Rails can be so productive, but one big exception is asset serving in development. Loading HTML, scripts, stylesheets, images, fonts, etc can be slow, sometimes 10+ seconds per page if things go wrong.

Here are some tricks and gotchas to help improve asset speed in development. I’ve learned each of them the hard way, after messing around with settings in a rush to get things working.

Ensure caching is on

[ruby] # config/environments/development.rb: config.action_controller.perform_caching = true [/ruby]

Assets may compile slowly, but at least make them compile slowly only once, not every time. To ensure assets are cached, make sure caching is on.

Ensure the configured cache is working/running

Continuing the previous point, make sure caching is working. I normally use memcached via dalli gem, so I have a config line like this:

[ruby] # config/application.rb: config.cache_store = :dalli_store, 11211, { namespace: ‘player’, pool_size: 10 } [/ruby]

The important thing is to make sure memcached is running. I’ve left it off at times to guarantee cache is busted on each request, forgetting it’s off when I see slow page loads.

If you’re using the default file cache, make sure it’s writeable by the Rails process and there’s free disk space. Check files are being created.

Ensure browser caching is on

In a tool like Chrome devtools, it’s easy to flip HTTP caching on and off. With HTTP caching on - the default for browsers and their normal users - requests will include if-changed-since and last-modified. As with regular requests, Rails assets will serve faster if those things are turned on and that’s a good simulation of the production environment too. However, you will sometimes need to turn caching off to test changes; just be aware that this one can substantially speed up assets serving and developers probably turn it off too readily.

Turn debug off

[ruby] # config/environments/development.rb: config.assets.debug = false [/ruby]

This one’s another trade-off. It will munge your assets together, which usually means faster load times. e.g. if you have an application.js with //= require book and //= require author, you’ll end up with a single file with both. I’ve not been able to get Coffee/Sass mappings working under those conditions, so it makes debugging harder.

Inject styles and scripts dynamically

Web pages can easily update stylesheets and scripts just by adding a style or script tag. This is super-helpful during development because it means you don’t have to serve a whole new page from the server if you are just messing with styles or scripts. I use a keyboard shortcut to automatically refresh the stylesheet with a cache-busted update. (It could also be more fine-grained if debug is turned off).

[javascript] Mousetrap.bind ‘s’, U.reloadStylesheets U.reloadStylesheets = -> showDialog ‘Loading stylesheet’ $(‘link[href^=”/assets/application.css?body=1”]’).remove() $(“”).appendTo(‘body’) [/javascript]

There’s a more sophisticated, more automated, approach to injection here.

Libsass

Libsass is a fast rewrite of Sass in C. This makes every programmer happy except for Rubyists, who may feel bittersweet about Ruby Sass being obsoleted. But still, it’s happening and there is indeed a Ruby binding for it which should be much faster than the pure Ruby Sass. I’m talking 10x faster, potentially.

The main downside right now is compatibility. Not all features have been ported and not all of Compass will work presently, is my understanding, though I’ve also seen a report that Bourbon is now fully compatible, so that’s exciting progress. I do think the benefits will be too great and eventually Libsass will be The One for all things Sass.

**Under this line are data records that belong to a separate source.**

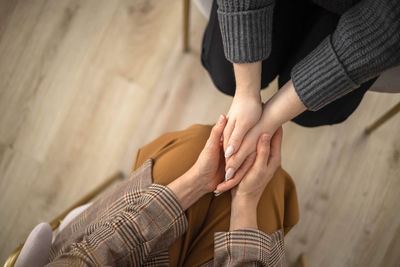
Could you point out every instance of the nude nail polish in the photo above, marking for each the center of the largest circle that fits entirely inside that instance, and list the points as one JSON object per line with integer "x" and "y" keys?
{"x": 229, "y": 174}
{"x": 229, "y": 151}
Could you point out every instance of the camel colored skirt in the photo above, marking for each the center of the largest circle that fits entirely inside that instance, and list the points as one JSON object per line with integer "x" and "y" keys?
{"x": 173, "y": 154}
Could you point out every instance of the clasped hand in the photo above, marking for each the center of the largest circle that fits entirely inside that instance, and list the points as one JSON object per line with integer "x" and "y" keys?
{"x": 248, "y": 118}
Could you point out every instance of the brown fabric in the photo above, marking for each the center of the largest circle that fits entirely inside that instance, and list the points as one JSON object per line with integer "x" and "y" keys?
{"x": 173, "y": 154}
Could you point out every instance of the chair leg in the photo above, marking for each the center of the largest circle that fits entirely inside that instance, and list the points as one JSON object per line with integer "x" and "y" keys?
{"x": 393, "y": 111}
{"x": 186, "y": 16}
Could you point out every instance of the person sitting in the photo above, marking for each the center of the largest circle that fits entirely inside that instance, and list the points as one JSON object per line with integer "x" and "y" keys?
{"x": 165, "y": 214}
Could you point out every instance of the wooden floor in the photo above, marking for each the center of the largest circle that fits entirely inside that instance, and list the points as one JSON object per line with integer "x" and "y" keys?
{"x": 83, "y": 84}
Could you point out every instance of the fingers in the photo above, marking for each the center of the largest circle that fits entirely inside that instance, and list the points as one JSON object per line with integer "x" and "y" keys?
{"x": 236, "y": 160}
{"x": 216, "y": 133}
{"x": 276, "y": 144}
{"x": 263, "y": 152}
{"x": 227, "y": 185}
{"x": 235, "y": 139}
{"x": 228, "y": 131}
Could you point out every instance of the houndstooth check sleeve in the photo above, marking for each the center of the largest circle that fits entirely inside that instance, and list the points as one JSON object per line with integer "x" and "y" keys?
{"x": 138, "y": 235}
{"x": 249, "y": 247}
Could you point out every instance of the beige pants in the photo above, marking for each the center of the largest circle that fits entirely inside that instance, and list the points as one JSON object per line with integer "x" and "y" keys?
{"x": 173, "y": 154}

So the advice here is to consider compiling with Libsass instead of Sass. Easier if you are starting a new project from scratch. I haven’t done this myself, though I noticed a while back Guardian did.

Avoid external dependencies

If you have scripts such as analyics or widgets, take steps to either not load them during development or defer loading so they don’t block anything. (Good advice for production anyway.) The last thing you want is a slow Twitter widget stopping your assets from even beginning to compile.

Consider parallel loading

Using a server like unicorn, you can configure parallel processing. This is another big trade-off. You’ll have trouble debugging and reading log files (though you can also separate log files per process).

Consider precompilation

You can, in some cases, precompile like you would in production. This is useful if you are writing and testing only back-end updates. However, a lot of the time, you should hopefully be writing tests for those and not actually testing in the browser much; in which case precompilation won’t be so useful after all.

Understand the fundamental asset model

Read this and this to really understand what’s going on. There’s a lot of quick fixes around (such as those herein) but it can all seem like magic and still leave problems if you’re not following it.